In questi giorni in cui abbiamo cominciato a discutere di questo provvedimento mi sono spesso fatto una domanda, dalla quale partirò: a cosa serve, se non ad assecondare un umore che si è sollecitato e l'opinione pubblica, nonché a spiegare che si è trovato rimedio a tutti i problemi dell'Italia, colpendo il Parlamento e diminuendo il numero dei parlamentari?
In realtà, penso che una cosa vada detta: questo provvedimento non migliora nulla, in assenza di un quadro e di un contesto, come hanno già detto molti colleghi. Forse interviene un pochino sulla diminuzione dei costi, ma sicuramente non cambierà il funzionamento del Parlamento; sarà ridotta la rappresentanza dei territori di questo Paese, perché si fa un taglio netto e dritto, che dimezza, senza un ragionamento che tenda a garantire comunque la rappresentanza dei territori. Si lascia il bicameralismo perfetto, quindi non si abbrevieranno i tempi per l'approvazione delle leggi. Insomma, non migliora, nemmeno per i cittadini.

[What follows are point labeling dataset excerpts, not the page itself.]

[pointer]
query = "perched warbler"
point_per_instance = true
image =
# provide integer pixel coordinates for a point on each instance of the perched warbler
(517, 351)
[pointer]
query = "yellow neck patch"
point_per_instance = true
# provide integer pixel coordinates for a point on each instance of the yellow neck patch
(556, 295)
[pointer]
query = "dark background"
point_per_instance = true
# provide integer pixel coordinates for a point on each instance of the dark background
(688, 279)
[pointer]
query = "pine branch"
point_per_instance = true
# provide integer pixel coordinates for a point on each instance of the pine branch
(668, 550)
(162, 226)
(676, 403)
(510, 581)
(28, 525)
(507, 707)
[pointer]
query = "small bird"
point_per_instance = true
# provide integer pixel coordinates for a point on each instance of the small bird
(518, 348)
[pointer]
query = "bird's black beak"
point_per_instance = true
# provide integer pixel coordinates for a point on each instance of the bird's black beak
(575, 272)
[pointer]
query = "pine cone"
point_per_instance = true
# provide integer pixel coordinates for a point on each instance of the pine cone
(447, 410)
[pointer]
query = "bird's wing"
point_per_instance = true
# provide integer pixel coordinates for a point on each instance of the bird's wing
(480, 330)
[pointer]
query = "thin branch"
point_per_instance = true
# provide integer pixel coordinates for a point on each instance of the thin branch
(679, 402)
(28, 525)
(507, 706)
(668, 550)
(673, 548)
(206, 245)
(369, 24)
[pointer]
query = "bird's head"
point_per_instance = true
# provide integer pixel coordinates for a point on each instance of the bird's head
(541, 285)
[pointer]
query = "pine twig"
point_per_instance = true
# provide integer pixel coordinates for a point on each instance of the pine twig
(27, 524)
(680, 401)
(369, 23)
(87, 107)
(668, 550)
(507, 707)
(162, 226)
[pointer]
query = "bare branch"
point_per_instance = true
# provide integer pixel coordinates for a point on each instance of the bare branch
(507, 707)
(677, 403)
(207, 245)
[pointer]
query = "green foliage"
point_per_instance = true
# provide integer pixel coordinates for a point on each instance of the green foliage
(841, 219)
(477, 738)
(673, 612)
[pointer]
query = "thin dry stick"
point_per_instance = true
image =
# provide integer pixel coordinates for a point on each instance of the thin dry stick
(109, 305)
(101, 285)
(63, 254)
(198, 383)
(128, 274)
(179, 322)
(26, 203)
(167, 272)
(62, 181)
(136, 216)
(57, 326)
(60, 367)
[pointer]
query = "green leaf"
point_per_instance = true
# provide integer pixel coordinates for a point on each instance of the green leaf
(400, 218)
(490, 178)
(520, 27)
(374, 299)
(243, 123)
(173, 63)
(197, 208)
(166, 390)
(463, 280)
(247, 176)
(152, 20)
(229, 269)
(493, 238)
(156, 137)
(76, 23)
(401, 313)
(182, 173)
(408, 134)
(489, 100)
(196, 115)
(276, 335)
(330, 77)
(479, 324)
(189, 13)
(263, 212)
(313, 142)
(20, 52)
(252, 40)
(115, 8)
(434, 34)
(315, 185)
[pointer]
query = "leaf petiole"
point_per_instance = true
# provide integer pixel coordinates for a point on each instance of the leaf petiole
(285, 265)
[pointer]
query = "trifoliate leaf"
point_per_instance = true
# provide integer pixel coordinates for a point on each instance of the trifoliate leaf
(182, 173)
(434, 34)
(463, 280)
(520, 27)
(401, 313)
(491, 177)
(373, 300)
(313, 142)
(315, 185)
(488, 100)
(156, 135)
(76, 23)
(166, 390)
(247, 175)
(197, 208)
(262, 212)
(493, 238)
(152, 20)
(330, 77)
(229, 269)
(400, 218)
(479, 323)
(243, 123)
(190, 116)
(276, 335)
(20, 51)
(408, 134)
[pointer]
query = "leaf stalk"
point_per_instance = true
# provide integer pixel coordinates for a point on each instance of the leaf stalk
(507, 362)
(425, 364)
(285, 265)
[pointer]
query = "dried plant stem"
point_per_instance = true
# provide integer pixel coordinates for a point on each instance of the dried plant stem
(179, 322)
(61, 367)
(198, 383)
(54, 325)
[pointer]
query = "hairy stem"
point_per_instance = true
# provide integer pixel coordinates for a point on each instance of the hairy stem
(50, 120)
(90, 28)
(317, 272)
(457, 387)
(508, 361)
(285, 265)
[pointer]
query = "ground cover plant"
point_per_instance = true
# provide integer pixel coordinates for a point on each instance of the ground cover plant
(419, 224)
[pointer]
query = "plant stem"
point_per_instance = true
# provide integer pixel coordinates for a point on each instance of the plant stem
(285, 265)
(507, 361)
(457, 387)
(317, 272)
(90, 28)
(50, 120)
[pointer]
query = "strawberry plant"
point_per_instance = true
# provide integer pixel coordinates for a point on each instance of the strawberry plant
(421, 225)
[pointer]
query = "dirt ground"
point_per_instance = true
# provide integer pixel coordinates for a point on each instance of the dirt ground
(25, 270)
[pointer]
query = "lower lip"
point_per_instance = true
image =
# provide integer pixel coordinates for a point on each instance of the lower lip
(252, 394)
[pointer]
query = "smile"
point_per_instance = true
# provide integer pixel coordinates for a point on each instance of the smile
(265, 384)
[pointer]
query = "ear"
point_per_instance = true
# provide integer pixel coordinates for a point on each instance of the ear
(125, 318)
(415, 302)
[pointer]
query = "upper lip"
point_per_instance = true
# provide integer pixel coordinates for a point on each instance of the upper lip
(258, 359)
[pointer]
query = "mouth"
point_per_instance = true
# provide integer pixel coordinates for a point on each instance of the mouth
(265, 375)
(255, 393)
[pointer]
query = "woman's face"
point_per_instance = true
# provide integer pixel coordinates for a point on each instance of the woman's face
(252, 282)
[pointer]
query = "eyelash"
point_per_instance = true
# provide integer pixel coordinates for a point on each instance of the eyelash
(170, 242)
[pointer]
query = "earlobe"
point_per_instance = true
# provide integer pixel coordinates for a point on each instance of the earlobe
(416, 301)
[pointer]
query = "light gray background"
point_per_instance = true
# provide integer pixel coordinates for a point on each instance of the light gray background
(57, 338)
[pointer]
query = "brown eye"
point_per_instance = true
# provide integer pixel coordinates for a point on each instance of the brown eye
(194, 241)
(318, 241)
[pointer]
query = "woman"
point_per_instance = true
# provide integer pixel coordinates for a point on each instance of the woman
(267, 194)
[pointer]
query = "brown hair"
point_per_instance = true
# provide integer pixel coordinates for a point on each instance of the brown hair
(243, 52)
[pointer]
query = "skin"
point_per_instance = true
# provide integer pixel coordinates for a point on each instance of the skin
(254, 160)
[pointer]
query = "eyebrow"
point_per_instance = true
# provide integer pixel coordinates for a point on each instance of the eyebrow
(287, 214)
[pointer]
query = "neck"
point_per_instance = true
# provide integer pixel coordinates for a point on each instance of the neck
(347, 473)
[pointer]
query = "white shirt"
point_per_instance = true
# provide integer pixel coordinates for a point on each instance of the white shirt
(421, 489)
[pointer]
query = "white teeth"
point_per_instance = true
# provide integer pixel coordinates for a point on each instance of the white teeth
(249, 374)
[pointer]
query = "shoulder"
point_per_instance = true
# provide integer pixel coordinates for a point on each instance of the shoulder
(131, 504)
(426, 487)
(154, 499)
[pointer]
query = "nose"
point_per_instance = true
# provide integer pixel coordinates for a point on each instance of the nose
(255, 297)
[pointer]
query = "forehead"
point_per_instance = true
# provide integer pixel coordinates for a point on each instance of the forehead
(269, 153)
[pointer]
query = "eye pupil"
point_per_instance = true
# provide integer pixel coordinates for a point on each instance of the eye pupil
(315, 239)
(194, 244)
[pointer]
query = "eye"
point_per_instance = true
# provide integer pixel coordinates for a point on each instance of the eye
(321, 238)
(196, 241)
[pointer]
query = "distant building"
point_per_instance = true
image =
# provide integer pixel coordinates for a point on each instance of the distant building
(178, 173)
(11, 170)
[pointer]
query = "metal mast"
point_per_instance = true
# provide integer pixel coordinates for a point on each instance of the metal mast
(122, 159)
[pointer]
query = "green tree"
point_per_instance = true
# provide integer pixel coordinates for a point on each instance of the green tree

Quale scopo ha, allora? Credo che il provvedimento sia figlio di un'idea che si ispira a un modello di democrazia diversa dalla mia, nella quale abbiamo creduto e crediamo, ma più simile a quella ungherese che a quella liberale italiana. Si tratta dell'idea che chi vince può fare quello che vuole e il Parlamento, sotto questo profilo, diventa uno dei tanti impedimenti: nessuno deve disturbare il manovratore, potremmo dire, né frapporsi tra chi ha vinto le elezioni o ha fatto un contratto di Governo e il popolo. Il Parlamento diventa quindi un orpello, un problema: bisogna svuotarlo e indicarlo come una cosa inutile, per cui è possibile dimezzare i parlamentari, non farlo lavorare e votare una legge di bilancio senza neanche discuterla. Questa è l'idea che ogni tanto mi viene in mente possiate avere.
Poi vedo che quando gli enti di garanzia o le agenzie che dovrebbero rappresentare tutto il Paese dicono qualcosa che va in controtendenza rispetto al pensiero del Governo li si attacca direttamente, insieme alle persone che esprimono quelle idee, senza però mai discuterle; non ci si confronta mai sulle idee, quindi, ma si attacca chi le esprime. Ecco, avete questa idea di democrazia.
Gli enti che dovrebbero rappresentare tutti o li occupate, come state facendo adesso con la Consob, o cercate di svuotarli, come avete fatto con l'INPS o con chiunque dia dati diversi da quelli che vi fanno comodo. Penso che una simile idea di democrazia sia pericolosa e sia diversa dalla mia.
Mettere lì così, da una parte, la riduzione dei parlamentari e, dall'altra, il referendum propositivo, rappresenta l'idea che il Parlamento e la democrazia rappresentativa vadano superati e cancellati.
Siccome non siamo d'accordo, continueremo a batterci contro una concezione per cui - lo ribadisco - chi dice che una cosa non va bene o dà dati diversi da quelli che fanno bene a questo Governo e a questa maggioranza viene attaccato.
Non ci sono, né confronto, né volontà di reagire mettendo in campo altri dati: si attaccano le persone, i giornalisti, i magistrati e chiunque sia di impedimento. È un'idea della democrazia sbagliata e pericolosa. Noi vogliamo una riforma istituzionale che rafforzi la democrazia non che ne inventi una nuova.

Video dell'intervento»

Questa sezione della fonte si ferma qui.